30.07.2021

The condemned live longer: Symlink races

Symlink race vulnerabilities are common issues we encounter while performing code audits. One might think that such bugs should not happen anymore and every developer can easily avoid them - sadly the reality is different. In this blog post, we will have a closer look at a symlink race vulnerability from 2018 in docker. We think the vulnerability is quite interesting since it is easy to exploit but not so obvious to note while reviewing. Attentive readers may ask themselves whether they’d have noticed the issue while developing or reviewing the affected lines of code.

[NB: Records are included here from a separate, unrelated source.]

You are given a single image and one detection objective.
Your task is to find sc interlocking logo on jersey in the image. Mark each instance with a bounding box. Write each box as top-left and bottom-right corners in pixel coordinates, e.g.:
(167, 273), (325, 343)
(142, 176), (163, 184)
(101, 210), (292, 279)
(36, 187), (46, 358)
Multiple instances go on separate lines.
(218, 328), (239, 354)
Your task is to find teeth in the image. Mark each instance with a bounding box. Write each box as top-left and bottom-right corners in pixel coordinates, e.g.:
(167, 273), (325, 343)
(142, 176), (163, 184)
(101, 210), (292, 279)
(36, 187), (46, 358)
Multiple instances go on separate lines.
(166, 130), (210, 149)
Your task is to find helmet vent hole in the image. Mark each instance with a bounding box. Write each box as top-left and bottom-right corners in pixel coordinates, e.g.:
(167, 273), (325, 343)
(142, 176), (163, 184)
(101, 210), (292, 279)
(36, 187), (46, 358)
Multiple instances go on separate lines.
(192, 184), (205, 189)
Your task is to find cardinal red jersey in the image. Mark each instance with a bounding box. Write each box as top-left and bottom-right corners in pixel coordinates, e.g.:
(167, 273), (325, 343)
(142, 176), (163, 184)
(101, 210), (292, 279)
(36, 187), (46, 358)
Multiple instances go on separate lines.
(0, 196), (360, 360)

Due to their time-dependent nature, they are not always easy to exploit and therefore remain underrated. On the other hand, sometimes they are exploitable with surprisingly little effort. One of these bugs is the docker vulnerability CVE-2018-15664 from 2018.

Overview

Docker offers a way to copy files from/to a container. The basic syntax of the copy tool is:

docker cp [OPTIONS] CONTAINER:SRC_PATH DEST_PATH|-
docker cp [OPTIONS] SRC_PATH|- CONTAINER:DEST_PATH

So to update the container’s /etc/passwd file, a system administrator can execute a command such as:

docker cp new_passwd ea7d702924bc:/etc/passwd

Where ea7d702924bc is the container ID.

Internally, docker cp shifts execution to the docker daemon which runs as root. The daemon will resolve the path to the actual host path of the docker storage. ea7d702924bc:/etc/passwd would resolve to /var/lib/docker/btrfs/subvolumes/6383eed3/etc/passwd

Where /var/lib/docker/btrfs/subvolumes/6383eed3 is the root directory from the container point of view. Depending on the type of docker storage the path might be different. In this example, we used btrfs subvolumes as storage. For better illustration, please read BASEDIR from now on as /var/lib/docker/btrfs/subvolumes/6383eed3.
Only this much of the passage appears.